Thursday, 28 February 2013

Shutter speed

Fielden 14.2.13

Experimenting with shutter speed to freeze or reveal movement.

Here is the presentation with some good examples of the effects of varying shutter speeds on the image: Shutter Speed PDF

Richard did some funky moves to illustrate the effect of different speeds:

ISO 1600, 1/125 shutter speed, aperture 5.6.
This shutter speed is fast enough to capture the movement of his arms, but the fingers (which are moving the fastest) are just beginning to blur.
ISO 1600, shutter speed 1/15, aperture 5.6

As well as changing the exposure, the slower shutter speed means that his arms are becoming more blurred.

One element in a photograph that is blurred whilst other are static can create interesting effects.
Shots out on the street were designed to capture movement: ISO 1600, 1/60, f2.8

1600, 1/80, f2.8

Or to reveal it: camera rested on a wall, 35mm, ISO 1600, 0.3, f13

 0.3 secs, f2.8
 Overexposing the image lost the dark and brought up the background.
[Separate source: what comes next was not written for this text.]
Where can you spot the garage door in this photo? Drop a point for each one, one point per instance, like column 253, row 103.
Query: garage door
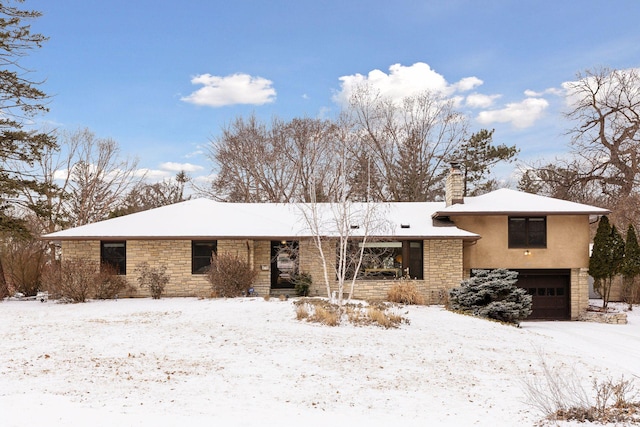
column 550, row 293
Way too much in this shot, but also below at 2 secs, f22
0.3, f13
Back in the studio we set the cameras on tripods and used very long exposures to capture light drawings with torches.

55mm, ISO 200, 15 second exposure at f5.6

 A shot taken with a brighter torch moved around the subject - me! 15 seconds at f16

Experiments with aperture

West Pennines, 8.2.13

I concentrated on using aperture control the depth of field, to be more selective or inclusive and to see the effect.

 55mm, f2.8, 1/5000

 35mm, f18, 1/100

 17mm, f2.8, 1/3200

 These two shots show the extremes of my usual zoom lens at 17mm: f2.8 at 1/2500 and f22 at 1/60.

 28mm, f2.8, 1/2000

17mm, f2.8, 1/800

I was pleased with the way these shots worked out, but selecting details also means having the focus sharp. Next time I want to try some shots with a tripod. I particularly liked the photo of the hawthorn tree above - I love these knarled trees and the way that they shape themselves into the landscape.
I took a lot of this subject from different angles; this is a selection.

Lots of the landscape shots were taken with either very wide or very small apertures. I experimented with the mid range too. In this one I wanted the older photo and the people in the field of vision. This is my sister, with her husband and one of her sons, looking at photos from her childhood.
17mm, f4.0 at 1/15

Aperture and depth of field

Fielden 7.2.13

A few shots from around the college using aperture to alter the depth of field

17mm, f2.8, 1/100 and 55mm, f2.8, 1/200

 17mm, f2.8, 1/125 and 17mm, f11, 1/4

17mm, f16, 1 second, and 17mm, f2.8, 1/60

Travellers Joy

Winter means journeys to work in a car, a dark city, movement and electric lights in bad weather. The camera on my mobile phone is not very controllable, and these are rather random snaps when I've been stuck in traffic. But they have an atmosphere that is accurate, and could maybe be used as part of something else.

Wednesday, 13 February 2013

Manual exposure

I carried on experimenting with exposure, keeping the shutter speed static and simply working through the apertures one by one. This transforms even a simple shot.

The shots are all at 1/50 and show the effect of the different apertures of my usual lens on exposure: f2.8, 3.2, 3.5, 4.0, 4.5, 5.0, 5.6, 6.3, 7.1, 8.0, 9.0, 10, 11, 13, 14, 16, 18, 20 and 22.

I took more shots like this over the weekend of 2/3 Feb and enjoyed watching things dissolve in light and re-emege from darkness.

And the capacity of light and exposure to totally change the mood of a picture was very clear.